Élisabeth Borne « ne sait pas ce qui s’est passé » à Bétharram

Vendredi matin, la ministre de l’éducation nationale, Élisabeth Borne, n’a tiré aucune leçon du témoignage de l’ex-enseignante, préférant attaquer violemment Mediapart pour son travail d’information. Invitée sur BFMTV, la ministre a rompu deux semaines de silence pour discréditer, elle aussi, la première lanceuse d’alerte.

« Le témoignage que Mediapart nous sort trente ans plus tard et la façon qu’ils ont de feuilletonner, voilà, c’est la méthode habituelle de Mediapart », a-t-elle déclaré, dénonçant « l’exploitation politique qui peut-être fait par Mediapart » et « par La France insoumise ».

Si feuilleton il y a, celui-ci semble pourtant voulu et entretenu par le premier ministre lui-même. Il ne cesse d’enchaîner les contrevérités à chaque prise de parole, au détriment de nombreux témoignages, archives et documents. Et si Élisabeth Borne préfère à nouveau discréditer Françoise Gullung, le récit de cette dernière n’a jamais varié. Il y a trente ans déjà, elle dénonçait les mêmes violences sur Antenne 2, Libération ou La République des Pyrénées.

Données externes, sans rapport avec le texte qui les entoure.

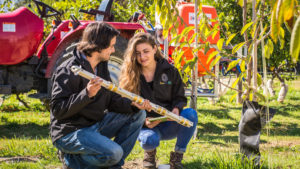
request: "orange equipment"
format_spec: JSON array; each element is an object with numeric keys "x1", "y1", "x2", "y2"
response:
[{"x1": 168, "y1": 2, "x2": 220, "y2": 77}]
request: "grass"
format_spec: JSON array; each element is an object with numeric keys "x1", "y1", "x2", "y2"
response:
[{"x1": 0, "y1": 78, "x2": 299, "y2": 169}]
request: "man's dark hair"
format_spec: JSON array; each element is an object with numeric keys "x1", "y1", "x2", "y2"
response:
[{"x1": 77, "y1": 22, "x2": 119, "y2": 57}]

« Moi, je ne sais pas ce qui s’est passé dans cette école », a ajouté l’ancienne première ministre sur BFMTV, oubliant sans doute que les scandales au sein de cet établissement ont été révélés en 2023. Et d’oser : « J’espère que les victimes seront bien prises en charge. » Des victimes, qu’elle a d’abord longuement ignorées. Le 12 février, interrogée sur le scandale, la ministre de l’éducation n’avait pas eu un mot pour elles.

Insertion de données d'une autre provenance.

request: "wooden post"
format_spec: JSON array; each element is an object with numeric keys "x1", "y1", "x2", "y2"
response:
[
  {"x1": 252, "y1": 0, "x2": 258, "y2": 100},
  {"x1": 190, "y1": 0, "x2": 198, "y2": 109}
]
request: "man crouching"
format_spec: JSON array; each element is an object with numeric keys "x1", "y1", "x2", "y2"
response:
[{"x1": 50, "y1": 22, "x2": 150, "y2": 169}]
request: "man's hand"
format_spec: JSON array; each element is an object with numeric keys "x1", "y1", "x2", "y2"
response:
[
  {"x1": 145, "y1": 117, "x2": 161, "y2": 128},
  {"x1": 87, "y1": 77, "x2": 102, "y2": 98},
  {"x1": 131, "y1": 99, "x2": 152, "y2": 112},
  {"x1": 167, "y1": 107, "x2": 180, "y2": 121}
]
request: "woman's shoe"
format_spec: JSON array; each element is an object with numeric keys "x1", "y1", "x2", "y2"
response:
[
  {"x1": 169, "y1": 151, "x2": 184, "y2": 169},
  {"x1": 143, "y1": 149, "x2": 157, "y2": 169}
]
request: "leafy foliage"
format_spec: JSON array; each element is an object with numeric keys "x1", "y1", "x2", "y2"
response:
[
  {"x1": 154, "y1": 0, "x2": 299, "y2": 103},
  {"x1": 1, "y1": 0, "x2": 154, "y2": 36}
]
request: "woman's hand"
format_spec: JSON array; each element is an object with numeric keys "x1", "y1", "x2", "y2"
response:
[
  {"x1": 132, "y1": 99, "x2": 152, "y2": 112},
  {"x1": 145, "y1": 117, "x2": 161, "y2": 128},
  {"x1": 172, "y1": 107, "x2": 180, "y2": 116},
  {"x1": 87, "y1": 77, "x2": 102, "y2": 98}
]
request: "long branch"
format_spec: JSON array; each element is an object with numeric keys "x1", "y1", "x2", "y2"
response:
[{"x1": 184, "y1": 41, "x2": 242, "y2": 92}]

Élisabeth Borne n’avait pas souhaité non plus s’exprimer sur les actions que son ministère pouvait entreprendre. « Je ne suis pas ministre de la justice, et quand bien même je le serais, je n’aurais pas à me prononcer sur une affaire qui fait l’objet d’une procédure judiciaire », avait-t-elle balayé.

La ministre a attendu plus de quinze jours avant de s’exprimer, en montrant au passage qu’elle ne connaissait pas le numéro d’urgence « Enfance en danger ». Elle a reconnu des failles au niveau de l’État, et jugé difficile de « comprendre pourquoi [celui-ci] n’a pas agi plus tôt ».

Et si une enquête préliminaire est ouverte depuis février 2024 et que 114 plaintes ont été déposées, ni Élisabeth Borne ni ses prédécesseurs n’avaient jugé utile de réagir jusqu’alors. Comme l’a révélé Mediapart, aucune inspection générale (un contrôle bien plus poussé qu’une simple inspection académique) n’a été diligentée à Notre-Dame-de-Bétharram pendant trente ans.

En février 2024, un surveillant visé par plusieurs plaintes était pourtant encore en poste. Il a été suspendu grâce au travail d’information de la presse quotidienne régionale. Il a fallu attendre un courrier envoyé par le député LFI Paul Vannier le 13 février pour que le ministère décide finalement de diligenter une inspection. Elle est prévue pour le 17 mars, et a été annoncée publiquement un mois avant qu’elle soit menée.